Diciassette anni dopo, gli ultimi pezzi della corrispondenza diplomatica di M. indirizzati da Bologna agli Otto di pratica contengono un giudizio piuttosto severo su Alfonso: di fronte alla calata dei lanzichenecchi, infatti, il duca di F. prima temporeggiò (M. agli Otto, 3 dic. 1526, LCSG, 7° t., p. 188), poi si accordò con l’esercito imperiale per «seimila sacca fra pane e farina», «dugento cavalli da tirare artiglieria», «ventimila libbre di polvere grossa» e «cinquemila fine» (M. agli Otto, 12 marzo 1527, LCSG, 7° t., p. 207), che si rivelarono una «provisione» in grado di salvare l’esercito imperiale nei successivi momenti di difficoltà. Si trattava, per M., di una concessione scriteriata e sciagurata: «e se al Duca di Ferrara tornasse un poco di cervello in capo, e questo tempo durasse ancora duoi giorni, egli potrebbe, sedendo e dormendo, ultimare questa guerra» (M. agli Otto, 18 marzo 1527, LCSG, 7° t., p. 211).

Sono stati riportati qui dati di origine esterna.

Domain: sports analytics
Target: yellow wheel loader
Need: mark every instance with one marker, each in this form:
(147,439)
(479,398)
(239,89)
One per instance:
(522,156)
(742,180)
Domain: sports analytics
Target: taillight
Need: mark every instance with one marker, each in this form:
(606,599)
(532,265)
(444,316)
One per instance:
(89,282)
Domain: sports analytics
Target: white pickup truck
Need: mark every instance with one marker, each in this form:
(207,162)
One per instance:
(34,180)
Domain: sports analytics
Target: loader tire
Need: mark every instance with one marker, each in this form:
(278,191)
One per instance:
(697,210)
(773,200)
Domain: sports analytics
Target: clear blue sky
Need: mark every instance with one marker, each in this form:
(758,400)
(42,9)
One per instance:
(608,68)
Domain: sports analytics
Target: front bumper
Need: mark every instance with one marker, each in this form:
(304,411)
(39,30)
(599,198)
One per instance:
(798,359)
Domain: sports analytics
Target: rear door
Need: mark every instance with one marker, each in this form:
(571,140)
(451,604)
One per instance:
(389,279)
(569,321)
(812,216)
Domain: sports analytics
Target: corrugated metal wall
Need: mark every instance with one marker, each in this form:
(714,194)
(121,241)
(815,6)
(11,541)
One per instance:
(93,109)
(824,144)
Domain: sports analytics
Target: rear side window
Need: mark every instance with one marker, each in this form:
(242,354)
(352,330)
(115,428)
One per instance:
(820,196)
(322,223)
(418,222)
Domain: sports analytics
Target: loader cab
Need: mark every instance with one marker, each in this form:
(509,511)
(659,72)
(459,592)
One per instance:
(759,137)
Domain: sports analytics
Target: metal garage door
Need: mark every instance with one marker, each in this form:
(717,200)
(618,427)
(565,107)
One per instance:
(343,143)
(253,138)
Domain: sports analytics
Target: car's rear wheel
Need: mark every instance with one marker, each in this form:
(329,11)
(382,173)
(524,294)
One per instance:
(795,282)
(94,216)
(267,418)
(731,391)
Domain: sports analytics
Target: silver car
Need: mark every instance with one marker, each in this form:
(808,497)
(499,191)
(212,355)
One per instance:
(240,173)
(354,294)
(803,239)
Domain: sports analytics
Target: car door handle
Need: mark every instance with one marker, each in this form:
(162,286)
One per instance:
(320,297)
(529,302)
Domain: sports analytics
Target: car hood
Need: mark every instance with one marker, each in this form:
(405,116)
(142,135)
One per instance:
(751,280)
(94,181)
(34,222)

Bibliografia: G. Getto, La corte estense di Ferrara come luogo d’incontro di una civiltà letteraria, in Id., Letteratura e critica nel tempo, Milano 1954, 19682, pp. 325-57; E. Garin, Motivi della cultura ferrarese del Rinascimento (1956), poi in Id., La cultura filosofica del Rinascimento italiano: ricerche e documenti, Firenze 1961, pp. 402-31; La corte e lo spazio: Ferrara estense, a cura di G. Papagno, A. Quondam, Roma 1982; La corte di Ferrara e il suo mecenatismo (1441-1598), Atti del Convegno internazionale, Copenaghen maggio 1987, a cura di M. Pade, L. Waage Petersen, D. Quarta, Copenaghen-Modena 1990; M. Folin, Gli Estensi e Ferrara nel quadro di un sistema politico composito, 1452-1598, in Storia di Ferrara, 6° vol., Il Rinascimento. Situazioni e personaggi, coordinamento scientifico di A. Prosperi, Ferrara 2000, pp. 22-76, in partic. p. 46; U. Dotti, Machiavelli rivoluzionario. Vita e opere, Roma 2003, pp. 44, 91,189, 202, 214-15, 324, 368, 398, 419, 425-27, 486.